Does a consistent heuristic have value 0 on a goal state?

Question

I was studying AI when a question came to my mind.

In the context of search problems, a heuristics is a non-negative real-valued function on the space of states. A heuristic is said to be consistent if it satisfies the triangle-equality-like condition kindly stated in an answer below.

I'm attempting to prove that a consistent heuristic is admissible, as stated in AIMA. It seems an easy induction proof by induction of the length of an optimal path, but the base case is giving me some trouble: how one can prove that a consistent heuristic has value 0 on a goal state?

Answer 1

A heuristic is said to be consistent if its value on a state is less or equal than the cost of an optimal path from the state to a goal.

No, that is the definition of an admissable heuristic. A consistent heuristic is one which satisfies the triangle inequality:

$$ h(N) \le c(N,P) + h(P)\\ h(G) = 0 $$

how one can prove that a consistent heuristic has value 0 on a goal state?

It's part of the definition of a consistent heuristic, given above. It's also trivially true of admissable heuristics, but that's not necessary to show in order to prove that consistent heuristics are admissable. To show that, you can use induction against the above equations (a full proof can be found in the Wikipedia page)

Answer 2

Though AIMA doesn't explicitly state $h(G)=0$ for the heuristic function value at the goal node, however, it does claims this in a previous section, whether it's admissible or consistent or neither:

Most best-first algorithms include as a component of f a heuristic function, denoted $h(n)$:
$h(n)$ = estimated cost of the cheapest path from the state at node $n$ to a goal state...

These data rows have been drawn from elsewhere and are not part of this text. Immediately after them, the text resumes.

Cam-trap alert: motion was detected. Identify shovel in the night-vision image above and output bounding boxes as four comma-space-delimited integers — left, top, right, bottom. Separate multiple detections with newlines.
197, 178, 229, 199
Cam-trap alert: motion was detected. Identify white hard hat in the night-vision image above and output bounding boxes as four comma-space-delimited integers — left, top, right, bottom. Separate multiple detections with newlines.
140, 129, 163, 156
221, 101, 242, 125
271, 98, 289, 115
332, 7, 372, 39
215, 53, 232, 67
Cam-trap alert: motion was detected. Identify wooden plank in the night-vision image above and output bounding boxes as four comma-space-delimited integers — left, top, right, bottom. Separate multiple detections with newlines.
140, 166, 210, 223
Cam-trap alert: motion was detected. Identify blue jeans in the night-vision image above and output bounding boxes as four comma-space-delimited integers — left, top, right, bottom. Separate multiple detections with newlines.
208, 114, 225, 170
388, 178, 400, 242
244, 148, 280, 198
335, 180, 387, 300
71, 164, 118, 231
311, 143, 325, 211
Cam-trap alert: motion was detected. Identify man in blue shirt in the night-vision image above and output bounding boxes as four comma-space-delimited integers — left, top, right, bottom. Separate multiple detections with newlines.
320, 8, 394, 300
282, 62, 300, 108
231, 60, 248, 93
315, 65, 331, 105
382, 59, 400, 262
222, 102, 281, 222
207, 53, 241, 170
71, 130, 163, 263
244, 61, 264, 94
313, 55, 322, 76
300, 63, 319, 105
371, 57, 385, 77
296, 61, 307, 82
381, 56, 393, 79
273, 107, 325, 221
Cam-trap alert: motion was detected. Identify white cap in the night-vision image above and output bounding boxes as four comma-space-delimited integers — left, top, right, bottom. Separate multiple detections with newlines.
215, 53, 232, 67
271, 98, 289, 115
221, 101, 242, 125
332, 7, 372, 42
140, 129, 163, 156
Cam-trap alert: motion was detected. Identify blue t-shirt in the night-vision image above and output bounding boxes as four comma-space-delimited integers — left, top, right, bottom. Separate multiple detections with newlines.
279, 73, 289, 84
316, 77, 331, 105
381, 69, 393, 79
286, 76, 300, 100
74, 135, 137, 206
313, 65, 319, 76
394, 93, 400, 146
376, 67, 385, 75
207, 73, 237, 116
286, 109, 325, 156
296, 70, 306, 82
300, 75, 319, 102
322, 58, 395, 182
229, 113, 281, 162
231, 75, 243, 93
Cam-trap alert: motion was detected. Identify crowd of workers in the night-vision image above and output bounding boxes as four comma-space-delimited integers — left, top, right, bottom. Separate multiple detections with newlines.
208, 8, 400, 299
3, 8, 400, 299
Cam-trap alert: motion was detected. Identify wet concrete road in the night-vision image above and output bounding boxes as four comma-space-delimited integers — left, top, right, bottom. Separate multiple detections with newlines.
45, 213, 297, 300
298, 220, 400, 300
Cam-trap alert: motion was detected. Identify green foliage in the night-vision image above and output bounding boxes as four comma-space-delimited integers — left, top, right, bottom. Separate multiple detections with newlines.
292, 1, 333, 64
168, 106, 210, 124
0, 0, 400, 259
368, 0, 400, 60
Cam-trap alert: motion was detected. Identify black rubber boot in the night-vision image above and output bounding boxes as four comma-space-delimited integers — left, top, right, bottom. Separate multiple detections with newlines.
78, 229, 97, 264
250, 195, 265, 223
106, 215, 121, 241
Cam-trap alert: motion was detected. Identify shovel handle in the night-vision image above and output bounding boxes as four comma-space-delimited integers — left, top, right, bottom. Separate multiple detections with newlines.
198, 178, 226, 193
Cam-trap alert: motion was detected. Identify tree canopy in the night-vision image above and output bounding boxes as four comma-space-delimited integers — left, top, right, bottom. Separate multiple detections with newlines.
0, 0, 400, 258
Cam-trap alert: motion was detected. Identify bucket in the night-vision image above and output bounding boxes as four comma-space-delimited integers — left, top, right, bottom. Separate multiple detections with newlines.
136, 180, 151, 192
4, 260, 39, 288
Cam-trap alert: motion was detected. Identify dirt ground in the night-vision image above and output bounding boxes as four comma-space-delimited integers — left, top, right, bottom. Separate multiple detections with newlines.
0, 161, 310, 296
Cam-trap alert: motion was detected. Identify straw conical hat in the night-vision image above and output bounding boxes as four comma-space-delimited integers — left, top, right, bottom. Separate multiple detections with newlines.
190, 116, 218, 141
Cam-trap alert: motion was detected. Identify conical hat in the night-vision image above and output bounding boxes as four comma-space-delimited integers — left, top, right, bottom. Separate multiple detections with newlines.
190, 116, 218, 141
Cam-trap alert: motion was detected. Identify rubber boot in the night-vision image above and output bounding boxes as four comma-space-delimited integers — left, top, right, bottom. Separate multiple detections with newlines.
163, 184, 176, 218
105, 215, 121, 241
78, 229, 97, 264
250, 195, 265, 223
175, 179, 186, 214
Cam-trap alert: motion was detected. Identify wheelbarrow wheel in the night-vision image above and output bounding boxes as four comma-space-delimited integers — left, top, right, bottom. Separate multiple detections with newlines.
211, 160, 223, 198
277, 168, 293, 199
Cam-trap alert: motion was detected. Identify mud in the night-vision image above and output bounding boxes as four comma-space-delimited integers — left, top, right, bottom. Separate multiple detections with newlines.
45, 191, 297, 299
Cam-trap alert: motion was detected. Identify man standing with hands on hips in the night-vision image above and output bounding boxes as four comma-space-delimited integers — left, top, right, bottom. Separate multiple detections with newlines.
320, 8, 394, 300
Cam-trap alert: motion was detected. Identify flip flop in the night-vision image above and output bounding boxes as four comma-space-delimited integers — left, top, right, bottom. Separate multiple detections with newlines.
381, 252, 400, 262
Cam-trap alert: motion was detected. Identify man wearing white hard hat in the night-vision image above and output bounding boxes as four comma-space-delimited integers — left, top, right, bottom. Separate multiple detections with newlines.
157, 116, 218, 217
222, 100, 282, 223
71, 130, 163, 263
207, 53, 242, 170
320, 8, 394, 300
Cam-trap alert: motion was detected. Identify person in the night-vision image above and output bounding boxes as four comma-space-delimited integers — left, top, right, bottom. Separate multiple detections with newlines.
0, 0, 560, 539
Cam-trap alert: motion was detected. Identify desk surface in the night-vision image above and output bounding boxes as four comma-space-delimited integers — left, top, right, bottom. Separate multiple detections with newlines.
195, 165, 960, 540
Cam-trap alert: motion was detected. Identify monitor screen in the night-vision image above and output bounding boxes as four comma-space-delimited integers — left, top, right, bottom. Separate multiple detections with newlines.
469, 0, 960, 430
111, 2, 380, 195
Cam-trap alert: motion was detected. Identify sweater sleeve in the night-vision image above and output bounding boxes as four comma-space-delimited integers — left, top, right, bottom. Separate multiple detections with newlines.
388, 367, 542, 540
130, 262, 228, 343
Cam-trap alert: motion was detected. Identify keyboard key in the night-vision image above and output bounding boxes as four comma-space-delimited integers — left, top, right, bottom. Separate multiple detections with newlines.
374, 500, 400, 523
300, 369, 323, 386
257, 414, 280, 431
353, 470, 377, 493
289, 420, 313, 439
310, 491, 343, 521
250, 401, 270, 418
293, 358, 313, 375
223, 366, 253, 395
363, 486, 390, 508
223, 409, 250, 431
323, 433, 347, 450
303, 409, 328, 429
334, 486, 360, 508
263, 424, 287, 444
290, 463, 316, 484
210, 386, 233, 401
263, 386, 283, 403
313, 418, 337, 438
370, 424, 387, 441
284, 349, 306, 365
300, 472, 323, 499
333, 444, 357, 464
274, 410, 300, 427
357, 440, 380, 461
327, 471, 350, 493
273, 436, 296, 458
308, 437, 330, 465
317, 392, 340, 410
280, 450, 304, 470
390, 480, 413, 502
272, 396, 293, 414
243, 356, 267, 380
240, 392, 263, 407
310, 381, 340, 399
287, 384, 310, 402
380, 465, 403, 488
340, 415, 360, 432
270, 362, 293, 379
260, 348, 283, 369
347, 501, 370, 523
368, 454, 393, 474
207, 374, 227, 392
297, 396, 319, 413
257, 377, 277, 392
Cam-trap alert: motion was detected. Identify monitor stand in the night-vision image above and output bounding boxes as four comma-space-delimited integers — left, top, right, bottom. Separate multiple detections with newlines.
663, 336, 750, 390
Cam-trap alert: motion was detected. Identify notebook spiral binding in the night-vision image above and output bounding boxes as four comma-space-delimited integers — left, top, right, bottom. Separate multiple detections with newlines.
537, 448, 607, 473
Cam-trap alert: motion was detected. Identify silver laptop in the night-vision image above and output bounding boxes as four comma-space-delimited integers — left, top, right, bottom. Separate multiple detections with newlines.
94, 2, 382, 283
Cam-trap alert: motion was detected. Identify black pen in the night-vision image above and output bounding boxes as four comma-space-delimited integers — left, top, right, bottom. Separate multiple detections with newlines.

For now, we consider them to be arbitrary, nonnegative, problem-specific functions, with one constraint: if $n$ is a goal node, then $h(n)=0$.

Answer 3

How one can prove that a consistent heuristic has value 0 on a goal state?

I think that a consistent heuristic $h$ doesn't necessarily need to have $h(G) = 0$, but you can assume it. If you assume something, you don't have to prove it, otherwise you go in circles (unless you're proving by contradiction).

Now, is the assumption $h(G) = 0$ reasonable?

In the book "Artificial Intelligence: A New Synthesis", Nils Nilsson (who is one of the inventors of A*) does not explicitly assume $h(G) = 0$. It simply defines a consistent heuristic as

$$h(n) - h(n') \leq c(n, n') \iff h(n) \leq c(n, n') + h(n'),$$

where $n'$ is a successor of $n$, that is, our current estimate must be smaller or equal to the estimate from the successor plus the cost to get to the successor.

If $h(G) > h^*(G)$, where $h^*$ is the optimal heuristic (i.e. it gives you the true cost to the goal), then the heuristic is not admissible because it overestimates the cost to the goal (this is just the definition of admissibility). Now, if we assume $h^*(G) = 0$ (which is a reasonable assumption), then we must have $h(G) \leq 0$ for $h$ to be admissible, so are 2 possible cases $h(G) = 0$ or $h(G) < 0$ for $h$ to be admissible.

Nilsson states (to prove a theorem on p. 152)

Here, we use the fact that if the $\hat{h}$ function is consistent it will also never be greater than the true function $h$ function

and then cites a Judea Pearl's book (1984, p. 83). (Note that in Nilsson's $h$ is actually $h^*$).

If you check Pearl's proof of theorem 9 which Nilsson references, you will see that he actually assumes that $h(G) = 0$ in order to prove that consistent heuristics are also admissible, although he also doesn't explicitly include this condition as part of the definition of a consistent heuristic

Now, since $h(\gamma) = 0$ and $k(n, \gamma) = h^*(n)$ for some goal node $\gamma$...

If $h(G) > h^*(G)$, I think you can prove that $h$ is still consistent, but it's not admissible, which means that consistent heuristics would not be a subset of admissible heuristics, which is actually what Pearl proves in theorem 9, p. 83.

So, in conclusion, assuming that a consistent heuristic is also defined to meet $h(G) = 0$ is reasonable. Here, consistency refers to how the heuristic also has the same properties as the optimal heuristic, i.e. it's consistent with it. If you accept this, then $h(G) = 0$ is more than reasonable.

(I hope the changes of notation don't confuse you too much).